Director Francesco Costabile tells a tale of a rebellious girl raised in a crime family – here’s our review of Una Femmina – The Code Of Silence.
One would imagine that growing up as part of a crime family is a nerve-shredding experience. Even those indirectly involved would spend their days treading on egg shells, pretending not to know anything and doing as they’re told.
In his narrative feature debut, director Francesco Costabile captures this feeling perfectly in a film fraught with tension. Rosa (Lina Siciliano) grows up with her uncle and grandmother in a remote part of Italy after her mother dies under suspicious circumstances. Her death casts a long shadow over Rosa’s present-day life, as she begins to suspect that her own family was involved. Getting revenge isn’t easy when your family are part of the ‘Ndrangheta mafia, though…
In terms of the gangster genre at large, we’re very used to seeing women as the gangster’s moll. They’re figures who are aware of the shady dealings of their partners, but enjoy the luxuries it brings them without having to actively participate.
Una Femmina inverts this in a couple of ways. First off, there is no lavish lifestyle to be lived in the rural, mountainous region of Calabria. The legitimate part of Rosa’s family’s business is running a farm near a run-down town.
This just serves to make Rosa’s uncle Salvatore (Fabrizio Ferracane) all the more frightening. He already plays him as a volatile person with an unpredictable temper. At one point Rosa’s beaten just for refusing to fetch him some bread. And yet, there’s an inherent scariness in knowing that he doesn’t live his lifestyle out of greed – it’s just who he is. Ferracane has a commanding presence on screen, making the tense silence that falls over a room when Salvatore enters all the more believable.
But it’s not just the men who get to play active parts in this crime family. Rosa’s grandmother (Anna Maria De Luca) is highly influential (and a bit scary), and the act of Rosa herself investigating her family and taking matters into her own hands is a welcome change to the way we’re used to gangster films playing out.
What’s most effective about Una Femmina is its slowly growing sense of threat. When we meet Rosa as an adult, she seems almost unaware of what’s really going on around her. She spends her time running small (legal) errands, and family dinners seems more-or-less normal.
As her suspicion grows, so does the suspense. Her interactions with her relatives become strained, and it’s conveyed very well – without the need for explanation – how serious the consequences are for even a minor misstep. If you get beaten up for telling someone to get their own bread, it’s fairly obvious what they’ll do for something that actually matters.

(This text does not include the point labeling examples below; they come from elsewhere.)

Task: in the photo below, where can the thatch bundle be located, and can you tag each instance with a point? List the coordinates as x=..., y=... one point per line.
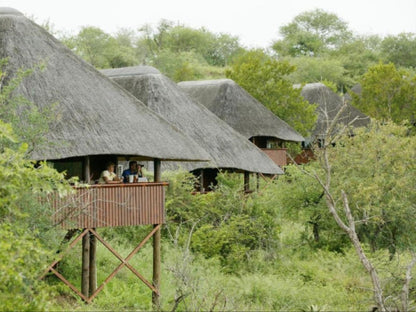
x=239, y=109
x=227, y=148
x=329, y=104
x=97, y=116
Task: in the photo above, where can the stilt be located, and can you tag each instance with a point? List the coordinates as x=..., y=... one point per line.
x=246, y=181
x=93, y=264
x=201, y=181
x=85, y=275
x=156, y=247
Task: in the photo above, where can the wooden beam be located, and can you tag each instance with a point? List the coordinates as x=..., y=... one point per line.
x=246, y=181
x=201, y=181
x=156, y=248
x=93, y=264
x=85, y=274
x=87, y=170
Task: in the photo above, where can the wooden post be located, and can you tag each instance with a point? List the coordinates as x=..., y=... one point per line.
x=201, y=181
x=156, y=247
x=85, y=274
x=246, y=181
x=92, y=269
x=93, y=264
x=87, y=169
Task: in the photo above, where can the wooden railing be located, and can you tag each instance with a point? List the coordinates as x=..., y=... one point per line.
x=277, y=155
x=110, y=205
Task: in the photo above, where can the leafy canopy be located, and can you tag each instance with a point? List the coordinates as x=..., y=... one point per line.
x=312, y=33
x=266, y=79
x=387, y=93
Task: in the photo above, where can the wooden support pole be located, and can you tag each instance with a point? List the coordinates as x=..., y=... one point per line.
x=93, y=264
x=87, y=169
x=156, y=247
x=201, y=181
x=85, y=274
x=157, y=170
x=246, y=181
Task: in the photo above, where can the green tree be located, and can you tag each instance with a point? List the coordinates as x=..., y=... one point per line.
x=387, y=93
x=400, y=49
x=266, y=79
x=355, y=56
x=25, y=218
x=368, y=184
x=102, y=50
x=317, y=69
x=312, y=33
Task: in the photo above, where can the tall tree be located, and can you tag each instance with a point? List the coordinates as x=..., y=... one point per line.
x=266, y=79
x=388, y=93
x=400, y=49
x=312, y=33
x=368, y=184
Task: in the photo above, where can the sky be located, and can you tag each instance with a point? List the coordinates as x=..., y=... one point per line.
x=255, y=22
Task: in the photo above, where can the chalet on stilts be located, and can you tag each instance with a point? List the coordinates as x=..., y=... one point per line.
x=245, y=114
x=228, y=149
x=96, y=121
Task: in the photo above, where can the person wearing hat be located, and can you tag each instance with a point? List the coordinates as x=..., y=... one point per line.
x=134, y=169
x=108, y=175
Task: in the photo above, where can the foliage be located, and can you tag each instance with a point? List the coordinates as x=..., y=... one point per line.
x=376, y=169
x=24, y=221
x=387, y=93
x=355, y=56
x=317, y=69
x=400, y=50
x=29, y=122
x=101, y=49
x=266, y=79
x=224, y=223
x=312, y=34
x=21, y=257
x=24, y=215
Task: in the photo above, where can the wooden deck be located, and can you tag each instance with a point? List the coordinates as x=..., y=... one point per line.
x=277, y=155
x=110, y=205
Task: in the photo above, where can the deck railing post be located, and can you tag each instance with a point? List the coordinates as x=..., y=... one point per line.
x=156, y=247
x=85, y=278
x=246, y=181
x=93, y=264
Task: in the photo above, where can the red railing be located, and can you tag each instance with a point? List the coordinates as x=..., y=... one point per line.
x=277, y=155
x=109, y=205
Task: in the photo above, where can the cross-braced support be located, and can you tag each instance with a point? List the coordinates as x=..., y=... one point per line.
x=84, y=294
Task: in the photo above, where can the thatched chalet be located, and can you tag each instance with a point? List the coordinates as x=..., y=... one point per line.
x=245, y=114
x=97, y=120
x=228, y=149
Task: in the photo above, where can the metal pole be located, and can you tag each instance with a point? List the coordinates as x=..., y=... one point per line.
x=156, y=247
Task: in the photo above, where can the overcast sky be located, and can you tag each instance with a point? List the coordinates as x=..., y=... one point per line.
x=255, y=22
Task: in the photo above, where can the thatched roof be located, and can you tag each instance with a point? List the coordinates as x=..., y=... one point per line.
x=227, y=148
x=356, y=89
x=329, y=104
x=97, y=116
x=239, y=109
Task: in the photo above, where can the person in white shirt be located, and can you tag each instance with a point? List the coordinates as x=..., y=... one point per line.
x=108, y=176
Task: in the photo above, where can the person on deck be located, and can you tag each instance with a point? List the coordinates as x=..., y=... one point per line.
x=134, y=169
x=108, y=175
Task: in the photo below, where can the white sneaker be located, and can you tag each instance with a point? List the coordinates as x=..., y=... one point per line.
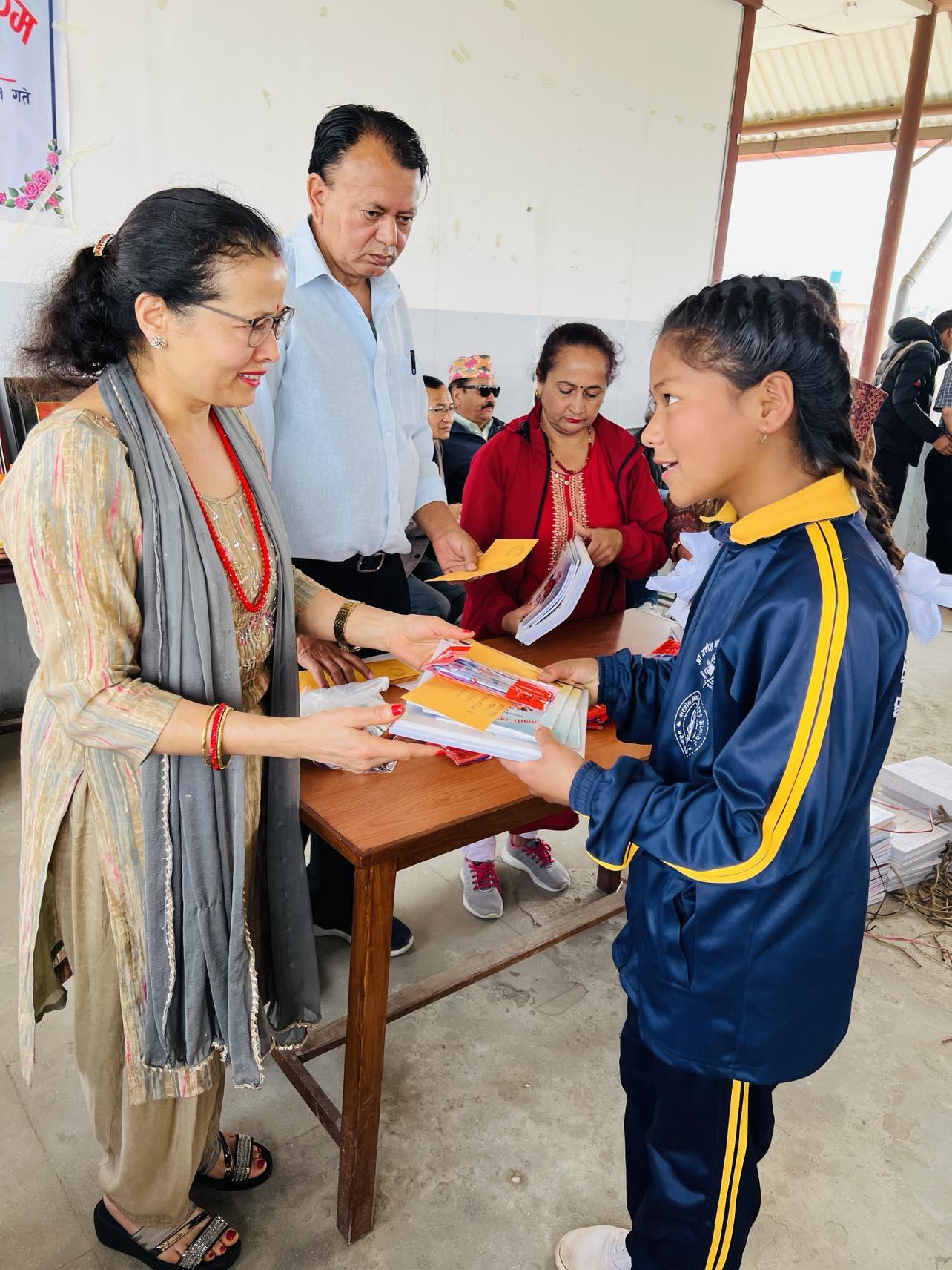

Lina Siciliano masterfully portrays the mixed emotions Rosa experiences in her quest for revenge. The character is quiet; she remarks early on that she speaks when it’s necessary. But you can tell a lot from the actor’s expressions. Whether Rosa is stoney-faced and determined or quivering with fear, it’s evident without her having to utter a word. It’s a powerful leading performance that leaves us fearful for Rosa’s safety and wishing for her to escape her family.
The majority of Una Femmina builds towards Rosa finding out what happened to her mother, and her resulting actions. This comes late in the plot, when the tension has built to nail-biting heights, but that only amplifies how satisfying it is. Rosa’s story isn’t over immediately, though.
Costabile’s crime thriller leaves us with an ending that’s unexpected, perhaps not entirely satisfying, but certainly hopeful. What remains with you after watching is the incredible bravery of Rosa in the face of the danger she puts herself in to rebel against a powerful crime syndicate. The director based this tale on the stories of real women who did the same, which makes his narrative feature even more inspiring.
Una Femmina – The Code Of Silence screened at the Raindance Film Festival.